セレクトショップ「THE LIBRARY」には、「リトマス」の職人たちがひとつひとつ手で染めた古着が並んでいます。その古着をピックアップしたのは〈セブン・バイ・セブン〉のデザイナーである川上淳也さん。彼が今回の企画の仕掛け人です。
「ぼくが〈セブン・バイ・セブン〉をはじめる前に『リトマス』のお二人と知り合って、只者じゃないというか(笑)、すごいかっこいいひとたちだなと思ったのが最初ですね。確か靴も藍染めのものを履かれていて、手も真っ青になっていたんです」(川上)

川上さんが言う “お二人” とは、「リトマス」をスタートした松井裕二さんと吉川和夫さんのこと。彼らは2000年にこの工房を東京で立ち上げ、2004年に本鵠沼に拠点を移しました。
「もともと世田谷に工房があったんですけど、そこが手狭になって。藍染めは、染めたものを天日に干す作業があるので、日当たりのいい場所を探していたんです。

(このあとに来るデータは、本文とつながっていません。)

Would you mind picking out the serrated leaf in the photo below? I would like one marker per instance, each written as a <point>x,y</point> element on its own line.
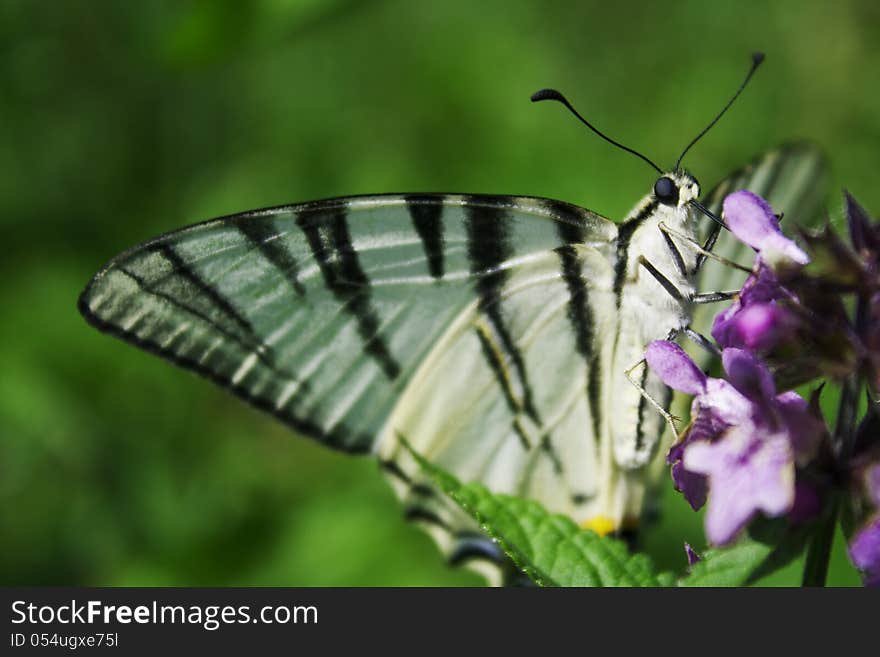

ここは日当たりがいい上に、大家さんの計らいで広い場所にたくさん服を干すことができるんです。それで移ってみたら、生活もしやすくて。なんだかんだもう17年、ここでやってますね」(吉川)
藍甕には神が宿る。
今回、川上さんがピックアップしたのは、アメリカの老舗ブランドによるMADE IN USAのボタンダウンシャツをはじめ、ヴィンテージのシルクシャツ、そして同じくアメリカ製の杢グレーのTシャツです。
「以前、〈セブン・バイ・セブン〉のお店が渋谷にあった時も一緒にイベントをやらせてもらって。それでまたやらせてもらうことになりました。今回はテーマ性を設けて、アイテムを絞り、染めたらさらに表情がよくなるであろうものをピックしました。お二人の手にかかると、本当に服の風合いが増すんです」(川上)
川上さんがそう語るように、染める前と後では、服が放つオーラに明らかな違いがあります。「リトマス」の二人が行う藍染めは、すべて手作業によるもの。そしてケミカルな薬剤は一切使用せず、自然の力を利用して、美しい藍の色を表現しています。

「ぼくらがやっているのは、自然発酵による藍染めで、『灰汁発酵建て(あくはっこうだて)』と呼ばれる薬品を使わない染色方法です。とはいえ、どっちがよくて、どっちが悪いというものでもないと思っています。いまでは薬品を使うことがスタンダードになっているし、ぼくらはそれを批判したりしない。ただ自分たちがいいと思っていることをやっているだけなんです」(吉川)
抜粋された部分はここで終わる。